Да, это было чудо. Поначалу Божественное Событие казалось мне отвратительным и все же потрясло меня до глубины души, меня поразили мощь и устройство родильной машины – женского организма, и постепенно я начала любоваться той драмой, что разворачивалась у меня на глазах. Впервые это случилось, когда миссис Кисслинг умирала в объятиях мужа, а новорожденный заходился в крике. Я видела чудо, даже когда из утробы появлялся монголоид. Я познала все виды зловоний, испускаемых женским организмом, – запахи крови, околоплодных вод, мочи, экскрементов, рвоты.
Прибавьте многочисленные женские недомогания: опухоли доброкачественные и раковые, разрывы, фистулы, истерики; синяки и ожоги от сигарет. Но самое худшее, что довелось мне видеть, было оставлено на пороге у двери.
В пятницу ранним утром, еще и солнце не взошло, в дверь позвонили. В окно я разглядела худую женщину в темном капоте и с узлом в руках. Но, когда я открыла, посетительница исчезла, будто растворилась.
– Миссис! – закричала я, но ее и след простыл. Узел она оставила на крыльце.
Я хотела было догнать ее, но меня остановило какое-то мяуканье. На миг я решила даже, что странная женщина подкинула нам кошку. Однако в узле находился младенец. Глаза у него были раскрыты, ножки пинали одеяло. Я вынула его из тряпья.
– Что еще за дьявол, мистер? – мягко спросила я и внесла малыша в дом.
К пеленке, в которую был завернут младенец, была приколота записка: Его звать Джонни.
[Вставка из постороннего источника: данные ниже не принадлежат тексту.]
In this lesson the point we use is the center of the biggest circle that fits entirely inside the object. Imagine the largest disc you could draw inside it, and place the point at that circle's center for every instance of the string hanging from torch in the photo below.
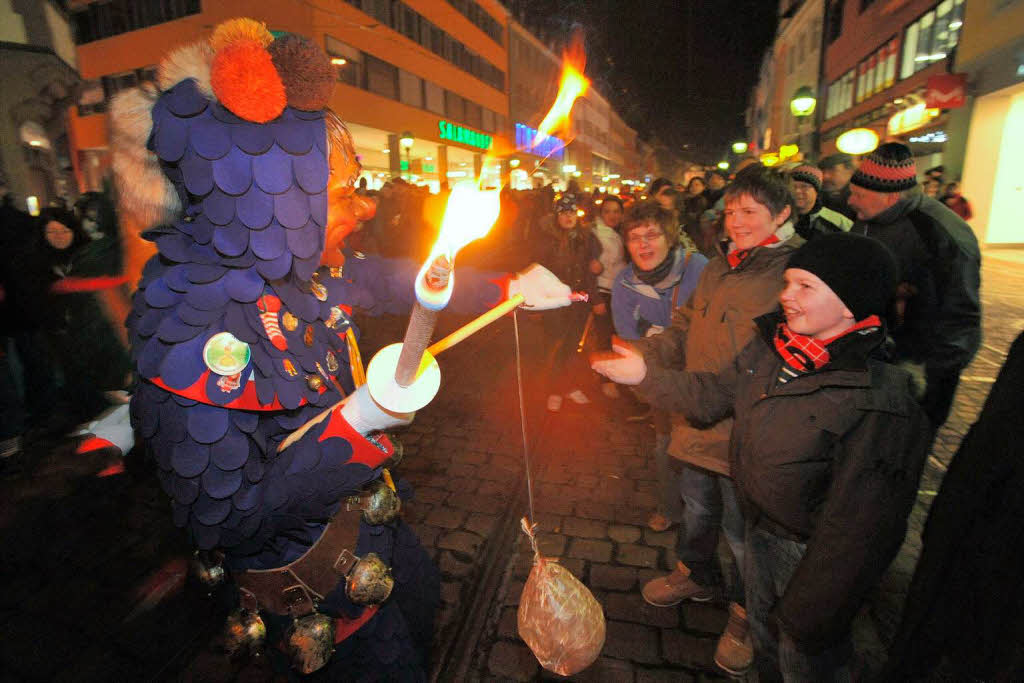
(522, 420)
– О, бедный малыш Джонни, – шепнула я ему в ушко.
В кухню я ворвалась вся взбудораженная:
– Посмотрите, что оставили у нас на крыльце.
– Что там еще? – пробурчала миссис Броудер, руки по локоть в пене. Но стоило ей увидеть Джонни, как она растаяла, заворковала, защелкала языком. – Что нам с ним делать?
– Оставим себе, – сказала я и устроила крохе гнездышко в ящике комода.
Малыш явно был голоден, он кричал все жалобнее. Я дала ему тряпицу, пропитанную сахарной водой, пусть хоть ее пососет, но он только пуще разорался. Я попробовала покормить его с ложечки, но он подавился, закашлялся, стал задыхаться и все плакал и плакал.
На шум спустилась миссис Эванс, тут же подхватила младенца, принялась укачивать, и я обрадовалась, что мы оставляем его у себя. Но она сказала «Нет!», ведь ни одна из нас не могла выкормить ребенка.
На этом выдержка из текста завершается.